Meine Idee wäre nun, den Versuch zu wagen, auf dem Wege des Verzichts von Organisationsmanagement eine Aufgabe zu kommunzieren, die gerade deshalb verrichtet wird, weil sie _nicht_ durchsetzbar ist. Die Aufgabe bestünde darin, auf die Verrichtung einer Aufgabe zu warten, statt ihre Verrichtung durchzusetzen.«

Der Hase liegt ganz woanders im Pfeffer

Der hier genannten Voraussetzung möchte ich widersprechen: Der Investor muss nämlich ganz dringend sein Geld investieren — unabhängig davon, ob es in die New-Economy-Blase oder eine Immobilienblase oder ein viel versprechendes Start-Up aus Berlin-Mitte ist: Das Kapital sucht immer händeringend nach einer Anlagemöglichkeit, und zwar um es zu mehren oder wenigstens vor Wertverfall zu schützen. Der Teufel scheißt nun mal nur dann auf den größten Haufen, wenn ihm zuvor ein gefundenes Fressen kredenzt wurde. Ob diese Abhängigkeit wirklich geeignet ist, eine Arbeitsaufgabe durchzusetzen, wage ich hier anzuzweifeln.

Darüber hinaus soll aber »Netzwerkkommunikation nicht zur Vergesellschaftung geeignet« sein, weil ein »einzelner Mensch kann zwar andere kontaktieren, aber keiner kann eine Aufgabe an andere, schon gar nicht auf Unbekannte und Unerreichbare durchsetzen.«

Letzteres leuchtet zwar ein, die Schlussfolgerung daraus jedoch nicht. Und jetzt komme ich auf den von Gatekeepern befreiten, demokratischen Aspekt von Social Media zurück und behaupte das glatte Gegenteil: Erstens informieren Social Media genauso wie die konventionellen Medien die Gesellschaft über sich selbst; folglich sind sie zur Vergesellschaftung geeignet.

Zweitens aber – und das wiegt etliche Portionen schwerer – eignet sich kaum etwas anderes so sehr wie der demokratische Aspekt von Social Media zur Verifizierung von Pierre Bourdieus Kapitalsortentheorie. Nicht selten waren gerade Künstler die Early Adopter von Twitter und Facebook, und sie nutzen es bis heute erfolgreich, um ihr »Kulturelles Kapital« an ihr »Soziales Kapital« zu kommunizieren, um es in »Ökonomisches Kapital« zu transformieren.

Wer im Social Media keine Künstler kennt, die das tun, sei auf die zahlreichen Crowdfunding-Projekte verwiesen, die im Grunde nichts anderes machen.

Und? Sind es hier etwa die Investoren, die Arbeitsaufgaben durchzusetzen vermögen? Oder sind es die Organisatoren jener Arbeitsaufgaben, die das können, auf der sicheren Basis des Investments teilnehmender Anderer?

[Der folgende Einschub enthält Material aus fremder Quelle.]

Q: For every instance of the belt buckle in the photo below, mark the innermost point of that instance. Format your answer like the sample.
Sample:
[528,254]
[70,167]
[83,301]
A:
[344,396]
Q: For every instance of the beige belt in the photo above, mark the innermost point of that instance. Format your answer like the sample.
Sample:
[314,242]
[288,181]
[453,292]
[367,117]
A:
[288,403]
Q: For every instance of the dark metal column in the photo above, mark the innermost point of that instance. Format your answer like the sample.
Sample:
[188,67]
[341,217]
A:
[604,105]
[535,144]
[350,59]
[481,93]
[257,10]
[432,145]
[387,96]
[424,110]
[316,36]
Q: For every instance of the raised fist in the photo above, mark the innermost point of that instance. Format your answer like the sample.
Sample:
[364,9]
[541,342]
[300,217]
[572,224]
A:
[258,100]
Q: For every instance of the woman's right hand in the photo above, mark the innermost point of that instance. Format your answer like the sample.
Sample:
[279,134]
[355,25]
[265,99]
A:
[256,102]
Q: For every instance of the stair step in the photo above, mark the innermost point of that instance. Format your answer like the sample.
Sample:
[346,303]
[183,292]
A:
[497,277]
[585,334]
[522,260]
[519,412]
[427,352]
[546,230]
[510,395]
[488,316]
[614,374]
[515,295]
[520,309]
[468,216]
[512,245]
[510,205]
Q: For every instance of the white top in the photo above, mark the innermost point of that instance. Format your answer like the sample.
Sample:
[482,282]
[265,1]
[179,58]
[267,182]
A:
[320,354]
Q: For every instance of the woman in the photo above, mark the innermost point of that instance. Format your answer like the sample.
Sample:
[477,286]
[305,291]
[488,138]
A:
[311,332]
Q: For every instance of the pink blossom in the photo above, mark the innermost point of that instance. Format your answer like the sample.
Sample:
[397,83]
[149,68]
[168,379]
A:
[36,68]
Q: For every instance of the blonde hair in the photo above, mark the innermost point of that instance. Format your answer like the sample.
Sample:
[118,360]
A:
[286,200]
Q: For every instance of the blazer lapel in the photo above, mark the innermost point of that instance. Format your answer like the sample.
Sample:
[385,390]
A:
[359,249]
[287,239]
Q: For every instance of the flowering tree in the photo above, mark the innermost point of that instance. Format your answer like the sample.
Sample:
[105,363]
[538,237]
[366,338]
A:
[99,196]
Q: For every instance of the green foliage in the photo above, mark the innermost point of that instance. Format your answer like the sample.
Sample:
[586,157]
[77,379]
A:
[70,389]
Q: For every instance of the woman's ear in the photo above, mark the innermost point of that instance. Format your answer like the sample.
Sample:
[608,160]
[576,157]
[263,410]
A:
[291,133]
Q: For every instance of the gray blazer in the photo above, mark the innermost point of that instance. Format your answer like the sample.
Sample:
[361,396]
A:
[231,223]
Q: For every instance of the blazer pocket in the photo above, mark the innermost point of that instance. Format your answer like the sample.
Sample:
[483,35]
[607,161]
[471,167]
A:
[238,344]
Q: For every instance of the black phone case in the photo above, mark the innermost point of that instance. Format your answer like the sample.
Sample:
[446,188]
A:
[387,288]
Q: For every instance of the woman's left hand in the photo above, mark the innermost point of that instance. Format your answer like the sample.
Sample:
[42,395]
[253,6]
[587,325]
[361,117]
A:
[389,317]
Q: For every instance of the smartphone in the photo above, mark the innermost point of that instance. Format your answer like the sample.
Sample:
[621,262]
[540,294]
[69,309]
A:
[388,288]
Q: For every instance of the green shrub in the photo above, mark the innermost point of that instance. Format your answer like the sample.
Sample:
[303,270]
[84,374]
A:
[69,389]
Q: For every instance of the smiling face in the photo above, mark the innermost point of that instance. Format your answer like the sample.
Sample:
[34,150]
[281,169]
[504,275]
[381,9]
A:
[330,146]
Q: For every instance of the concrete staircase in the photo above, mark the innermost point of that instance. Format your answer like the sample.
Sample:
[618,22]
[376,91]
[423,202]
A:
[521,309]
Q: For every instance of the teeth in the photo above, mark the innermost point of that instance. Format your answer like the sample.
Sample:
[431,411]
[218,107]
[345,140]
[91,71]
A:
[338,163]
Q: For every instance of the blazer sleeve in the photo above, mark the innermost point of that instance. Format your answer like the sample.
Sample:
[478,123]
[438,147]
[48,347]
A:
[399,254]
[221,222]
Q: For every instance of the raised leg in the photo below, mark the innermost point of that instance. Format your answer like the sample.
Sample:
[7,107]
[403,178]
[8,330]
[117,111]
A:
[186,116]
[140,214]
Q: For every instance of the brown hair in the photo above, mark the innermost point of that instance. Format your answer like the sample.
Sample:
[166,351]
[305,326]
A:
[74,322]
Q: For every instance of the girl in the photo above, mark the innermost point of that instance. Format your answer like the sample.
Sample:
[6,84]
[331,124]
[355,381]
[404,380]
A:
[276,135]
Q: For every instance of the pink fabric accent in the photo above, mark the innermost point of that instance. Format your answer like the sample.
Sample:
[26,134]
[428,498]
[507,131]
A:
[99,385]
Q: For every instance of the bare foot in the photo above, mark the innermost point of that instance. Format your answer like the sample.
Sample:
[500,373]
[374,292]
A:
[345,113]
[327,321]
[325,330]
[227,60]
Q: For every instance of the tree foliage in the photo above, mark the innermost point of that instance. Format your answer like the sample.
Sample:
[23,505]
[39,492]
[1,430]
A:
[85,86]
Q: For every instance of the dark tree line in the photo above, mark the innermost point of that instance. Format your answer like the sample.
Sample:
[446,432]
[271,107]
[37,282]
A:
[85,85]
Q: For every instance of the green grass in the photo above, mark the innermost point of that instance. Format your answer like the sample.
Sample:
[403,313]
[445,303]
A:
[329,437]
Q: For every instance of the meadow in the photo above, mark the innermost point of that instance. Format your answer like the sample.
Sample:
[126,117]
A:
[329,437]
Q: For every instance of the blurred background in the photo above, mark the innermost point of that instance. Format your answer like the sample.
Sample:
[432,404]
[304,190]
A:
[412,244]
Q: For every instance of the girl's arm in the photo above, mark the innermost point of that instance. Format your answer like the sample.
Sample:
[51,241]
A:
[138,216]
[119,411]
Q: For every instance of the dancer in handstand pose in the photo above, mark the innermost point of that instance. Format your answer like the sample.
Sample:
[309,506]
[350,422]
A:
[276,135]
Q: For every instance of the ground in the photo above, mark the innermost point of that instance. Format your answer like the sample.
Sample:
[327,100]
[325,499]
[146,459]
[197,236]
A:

Anders ausgedrückt: der Hase liegt ganz woanders im Pfeffer:
Überzogene Erwartungen in Social Media zu setzen ist das eine, Investoren eine totalitäre Macht zuzusprechen, das andere. Beide Missinterpretationen miteinander zu verknüpfen, führt allerdings in die Irre.

© alle Fotos: kadekmedien

© alle Fotos: kadekmedien

Originelle künstlerische Idee

Was bleibt, ist also die durchaus originelle künstlerische Idee als Forschungsaufgabe, eine Schaufensterpuppe auf Reisen zu schicken und zu gucken, was passiert. Letzteres ist eine wissenschaftliche Messung, um das Forschungsobjekt aus seiner zwischenzeitlichen Schröderinger-Katze-Superposition zu befreien. Damit das aber möglichst häufig gelingt – eine Aufgabe also ohne Durchsetzungskompetenz durchgesetzt werden kann –, braucht Olena Rigby keine Pseudo-Biografie, sondern muss als Kunstobjekt kommuniziert werden. Und nur dann können auch unvorhergesehene Netzwerkeffekte beobachtet werden, möglicherweise also Selbstorganisation. — Und ich glaube, um Beobachtung von Selbstorganisation geht es Kusanowsky eigentlich.